Manuel Pérez Lourido
Mascar chicle no es de tontos (o sí)
Estaba hace unos días viendo un episodio de una serie cuya trama se desenvuelve en un centro psiquiátrico norteamericano en los años 40 (gestionado por personajes mucho más psicóticos que los allí encerrados), cuando noté que uno de los rasgos escogidos para caracterizar como estúpida a una de las enfermeras consistía en hacerla mascar chicle continuamente. Así fue como decidí hacer algo al respecto, aunque no tenía claro si debía dar la razón a los guionistas o normalizar la conducta de los masticadores de chicle.
Hay quien piensa que mascar chicle es propio de gente superficial, pero son más los que opinan que dejarlo pegado debajo de las silla o en lugares inapropiados es de gilipollas.
Suele admitirse que los bobos mascan chicle como resultado de su condición, pero no es verdad. Hay gente que masca chicle de forma discreta y otra que lo hacen de forma boba, porque son bobos.
De forma que no se trataría del consumo de chicle sino de la forma de hacerlo. Para consumir chicle en público se debería exigir un certificado demostrativo de que el usuario es una persona de probada discreción. No hay cosa más desagradable que un energúmeno o una energúmena masticando chicle con fruicción y la boca abierta. Sobre todo con la boca abierta.
El chicle no es un alimento (como la cerveza, que sí lo es) y su consumo puede producir irritación intestinal, ardor, gases o acidez. Ojalá lo produjese más y así nos ahorraríamos una pasta en la limpieza de calles. He buscado datos sobre el coste de limpiar el suelo de chicles. Una noticia decía que costaba el doble del valor de cada chicle y otra decía que costaba siete veces más. Igual esta última se refería a chicles para elefantes, quién sabe si los hay. En todo caso, el gasto es considerable y podría evitarse si los amantes del chicle fuesen también amantes de la limpieza, en lugar de desaprensivos incapaces de envolverlos en un trozo de papel y arrojarlos a una papelera. Por tirarlos al suelo, algún ayuntamiento ha pagado 50.000 euros para arrancar 200.000 chicles. En Logroño han calculado que sale a 35 céntimos cada chicle que termina pegado al pavimento.

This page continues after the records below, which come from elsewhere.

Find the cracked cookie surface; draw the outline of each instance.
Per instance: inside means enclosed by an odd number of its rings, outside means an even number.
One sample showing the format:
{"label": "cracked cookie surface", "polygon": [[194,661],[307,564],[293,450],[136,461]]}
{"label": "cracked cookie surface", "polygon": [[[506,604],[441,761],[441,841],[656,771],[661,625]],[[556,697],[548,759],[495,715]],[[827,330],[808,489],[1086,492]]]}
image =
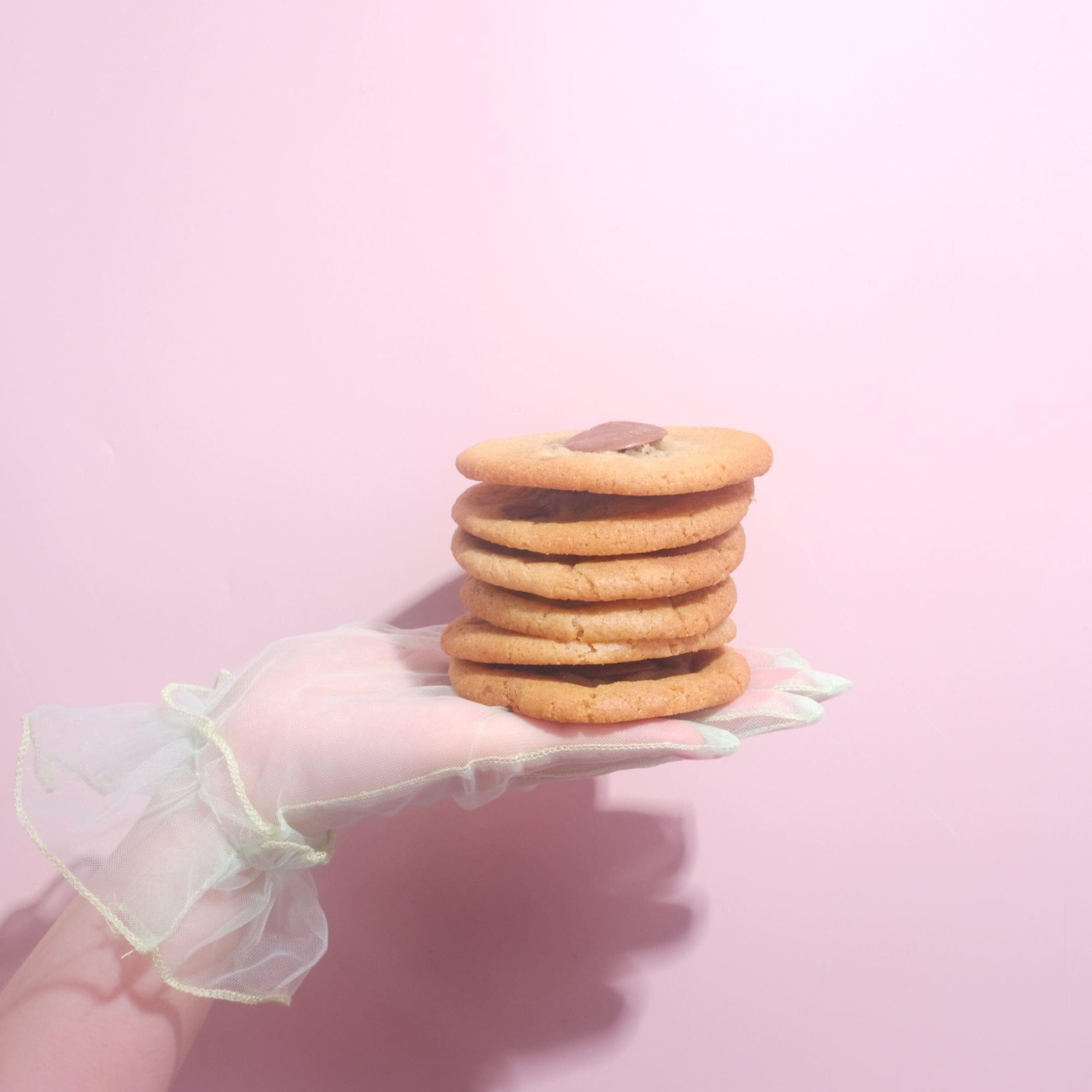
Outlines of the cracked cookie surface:
{"label": "cracked cookie surface", "polygon": [[695,637],[724,621],[736,605],[736,585],[731,577],[682,595],[610,603],[546,600],[496,587],[475,577],[463,581],[461,594],[472,615],[501,629],[554,641]]}
{"label": "cracked cookie surface", "polygon": [[463,451],[455,466],[495,485],[651,497],[720,489],[758,477],[773,463],[765,440],[734,428],[669,426],[662,440],[629,451],[566,448],[580,431],[485,440]]}
{"label": "cracked cookie surface", "polygon": [[613,557],[715,538],[747,514],[755,483],[672,497],[605,497],[563,489],[473,485],[451,510],[464,531],[533,554]]}
{"label": "cracked cookie surface", "polygon": [[587,603],[652,600],[719,584],[744,557],[741,525],[704,542],[654,554],[586,558],[498,546],[456,529],[451,553],[472,577],[513,592]]}
{"label": "cracked cookie surface", "polygon": [[524,716],[610,724],[674,716],[734,701],[747,689],[747,661],[727,646],[631,664],[519,667],[452,658],[455,692]]}
{"label": "cracked cookie surface", "polygon": [[715,649],[735,636],[736,624],[725,618],[720,625],[695,637],[643,641],[554,641],[547,637],[501,629],[465,614],[448,626],[440,644],[449,656],[483,664],[619,664]]}

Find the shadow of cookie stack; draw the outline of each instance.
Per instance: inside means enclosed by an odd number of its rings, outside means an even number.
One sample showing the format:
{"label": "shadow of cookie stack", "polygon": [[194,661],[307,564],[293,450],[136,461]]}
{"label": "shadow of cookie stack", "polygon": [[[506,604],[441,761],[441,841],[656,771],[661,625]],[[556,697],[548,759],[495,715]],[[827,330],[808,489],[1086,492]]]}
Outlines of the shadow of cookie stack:
{"label": "shadow of cookie stack", "polygon": [[609,422],[487,440],[451,543],[468,614],[443,633],[455,691],[566,723],[670,716],[747,688],[731,573],[769,444]]}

Además de caries, masticar chicle puede llegar a producir desequilibrio en el músculo de la mandíbula. Todos los días nos cruzamos con gente con la mandíbula desequilibrada, lo que pasa es que no nos damos cuenta porque llevan una mascarilla puesta. También provoca gases, y los gases ya no hace falta que les diga qué provocan. Efecto invernadero.
Luego está la gente que tiene que comer fuera y, para no llevarse el cepillo y la pasta de dientes, mete un paquete de chicles sin azúcar en el bolso o en el bolso pequeño (el bolsillo). Se piensan, los muy ilusos que mascar chicles tras la comida les limpiará dientes y encías a la vez que proporcionará un aliento fresco. Esto último puede que sí, pero que no disimulen: lo que quieren es mascar chicle con la excusa de la higiene. No les acepten nunca un chicle, si se lo ofrecen en esa situación, no caigan en la trampa chiclera.
Dicen que la ingestión de chicle ayuda a reducir la ingesta de calorías. Esto lo ha publicado la universidad de Rhode Island, pero véte tú a fiarte de una universidad ubicada en una isla.
En los últimos tramos de este artículo he sido consciente de que estoy más en contra de los chicles que a favor. En realidad, creo que siempre ha sido así, salvo en aquella época en que aún se oía aquella maravillosa denominación "goma de mascar". Y, para no perdérselo: "chicle" es un vocablo procedente de una lengua indígena centroamericana, el náhuatl. La palabra original era tzictli y derivaba a su vez de una voz maya para llamar a la resina del chicozapote. Decir que el chicle procede del chicozapote es darle una alcurnia que vamos a rebajar enseguida explicando que se le conoce más vulgarmente como níspero. Pero lo cierto es que el ADN del chicle es de gran belleza. Tal vez no esté tan mal esto del chicle, después de todo.